With the EIDTQ-Comparison, some participants in the first two cognitive interview phases had difficulty understanding the comparative nature of the questionnaire. The final version of the questionnaire was revised to include the names of the participants’ medications in the instructions. All cognitive interview participants who completed this final version of the questionnaire understood the instructions as intended and compared the impact of their current and previous medications on their emotions.
After the cognitive interviews were completed, a translatability assessment was conducted to ensure the EIDTQ-Status and EIDTQ-Comparison are suitable for translation. One change was made to the EIDTQ instruments based on the translatability assessment. The instructions for both questionnaires originally included the phrase “when completing the questions below…”, but the questionnaires contain one item stem and a list of emotional concepts rather than a series of complete questions. Although this inconsistency did not cause confusion in the cognitive interviews, it may complicate future translations. Therefore, the term “questions” was replaced with “items” in the instructions.
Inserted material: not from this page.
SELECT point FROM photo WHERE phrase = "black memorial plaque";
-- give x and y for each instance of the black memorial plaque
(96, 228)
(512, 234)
Versions of the EIDTQ-Status and EIDTQ-Comparison Emerging from this Study
The resulting status and comparison versions of the EIDTQ each contain 14 items assessing the impact of treatment for T2D on emotions (see questionnaire content in Supplementary material 1 and 2). The EIDTQ-Status asks respondents to rate the frequency of experiencing emotions related to T2D treatment on a five-point scale ranging from “never” to “almost always.” The EIDTQ-Comparison asks respondents to compare the intensity of the emotions experienced during current treatment to emotions experienced during previous treatment on a five-point scale ranging from “much more” to “much less.”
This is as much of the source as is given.